The Reason You Should Preheat Your Dutch Oven When Baking Bread

Did you know that it is possible to make bread without an oven? It sounds impossible, but it's true. Sure, countertop bread machines have been doing this for years, but electric bread makers aside, it's actually possible to produce loaves of bread in a toaster oven, slow cooker, air fryer, and even a microwave. These methods will yield bread with good texture and flavor, and even some browning around the crust, making it fine for toast, sandwiches, and fresh, warm loaves for the dinner table. But if it's artisan bread you're craving, with deep brown, sturdy crust, lots of air pockets, and a chewy texture, an oven is probably necessary. 

In order to achieve a loaf of bread like this a lot of heat is necessary — and it's not just your oven that needs to be piping hot. It's no new secret to bread bakers that using a Dutch oven as a baking vessel will give them the results they want. But it goes beyond simply placing your kneaded and risen dough in the pot that goes into the oven. For bread results that can rival those of any professional bakery, you'll actually need to preheat your Dutch oven. 

A preheated dutch oven will create steam

Picture-perfect, pristine loaves of bread are partially the result of steam at work. In bread baking, hot steam reacts with the dough to quickly expand it, leaving behind those signature air holes inside the bread. It also produces a shiny, crisp crust on the exterior. In short, steam makes bread look and taste gorgeous. Professional bake houses use ovens that have built-in steam injectors that create the perfect amount of steam at the right time at the touch of a button. Most home ovens aren't that fancy, but they do allow plenty of room for Dutch ovens which can work the same way.

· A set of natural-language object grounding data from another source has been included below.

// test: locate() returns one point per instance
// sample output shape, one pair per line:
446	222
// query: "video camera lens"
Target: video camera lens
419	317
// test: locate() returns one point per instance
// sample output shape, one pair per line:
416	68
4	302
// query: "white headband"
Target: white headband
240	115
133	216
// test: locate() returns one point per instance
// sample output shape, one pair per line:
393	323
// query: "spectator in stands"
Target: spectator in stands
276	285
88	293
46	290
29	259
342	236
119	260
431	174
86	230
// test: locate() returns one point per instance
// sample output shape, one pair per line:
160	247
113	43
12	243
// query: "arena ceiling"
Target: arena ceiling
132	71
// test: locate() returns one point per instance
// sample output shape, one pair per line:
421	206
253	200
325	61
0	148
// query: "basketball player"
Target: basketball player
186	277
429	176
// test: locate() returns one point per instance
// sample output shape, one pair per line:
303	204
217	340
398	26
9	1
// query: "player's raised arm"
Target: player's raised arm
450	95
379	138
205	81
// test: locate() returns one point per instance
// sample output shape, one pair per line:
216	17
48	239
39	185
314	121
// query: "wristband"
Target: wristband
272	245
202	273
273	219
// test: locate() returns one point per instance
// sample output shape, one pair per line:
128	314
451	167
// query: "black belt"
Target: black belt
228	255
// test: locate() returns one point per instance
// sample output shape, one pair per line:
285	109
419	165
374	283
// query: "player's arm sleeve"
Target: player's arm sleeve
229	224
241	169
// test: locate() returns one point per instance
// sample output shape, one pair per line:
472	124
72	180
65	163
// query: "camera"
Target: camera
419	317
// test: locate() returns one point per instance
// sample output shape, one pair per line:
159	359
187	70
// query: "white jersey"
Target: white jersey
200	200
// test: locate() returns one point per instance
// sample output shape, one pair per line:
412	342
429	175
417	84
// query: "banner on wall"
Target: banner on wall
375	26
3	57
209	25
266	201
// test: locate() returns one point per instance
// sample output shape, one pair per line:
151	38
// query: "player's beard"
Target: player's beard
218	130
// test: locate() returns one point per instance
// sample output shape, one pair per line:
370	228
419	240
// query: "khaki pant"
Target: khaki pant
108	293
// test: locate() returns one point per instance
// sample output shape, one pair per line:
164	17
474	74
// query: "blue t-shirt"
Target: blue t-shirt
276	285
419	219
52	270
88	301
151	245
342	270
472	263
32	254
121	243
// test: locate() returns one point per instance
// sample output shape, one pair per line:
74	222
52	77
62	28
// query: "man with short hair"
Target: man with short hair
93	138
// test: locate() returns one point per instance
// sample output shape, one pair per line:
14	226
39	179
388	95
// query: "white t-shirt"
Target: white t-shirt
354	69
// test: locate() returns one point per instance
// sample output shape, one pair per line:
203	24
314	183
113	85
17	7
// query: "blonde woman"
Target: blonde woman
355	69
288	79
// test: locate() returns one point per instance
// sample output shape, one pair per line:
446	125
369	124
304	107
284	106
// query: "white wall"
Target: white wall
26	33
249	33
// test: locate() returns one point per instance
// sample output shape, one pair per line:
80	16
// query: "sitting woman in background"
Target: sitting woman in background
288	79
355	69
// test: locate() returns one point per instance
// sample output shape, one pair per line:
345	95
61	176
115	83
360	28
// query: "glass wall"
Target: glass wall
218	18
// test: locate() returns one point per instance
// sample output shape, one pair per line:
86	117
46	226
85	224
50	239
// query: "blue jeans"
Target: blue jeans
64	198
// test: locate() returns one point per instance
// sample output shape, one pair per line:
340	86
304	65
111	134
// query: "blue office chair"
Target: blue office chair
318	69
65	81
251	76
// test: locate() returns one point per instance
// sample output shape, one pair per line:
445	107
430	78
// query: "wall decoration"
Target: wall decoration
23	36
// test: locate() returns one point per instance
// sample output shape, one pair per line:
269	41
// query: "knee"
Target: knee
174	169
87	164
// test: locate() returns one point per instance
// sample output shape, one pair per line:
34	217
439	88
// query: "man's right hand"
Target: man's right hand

When you preheat your Dutch oven, you are creating an environment that will work similarly to a professional bread oven. When your bread dough is ready for baking, you place it in your preheated Dutch oven. The intense heat combines with the moisture of the dough creating -– you guessed it -– steam. The dough will immediately spring into life, so to speak, and rise beautifully. In addition, the steam essentially gives the yeast more time to reduce flour starch into sugar which caramelizes or gives bread its browned crust. Most Dutch oven bread recipes will instruct you to remove the lid of the pot at some point to get the crust super golden and crispy. Prepare to be amazed at how preheating your Dutch oven will change the results of your homemade bread for the better.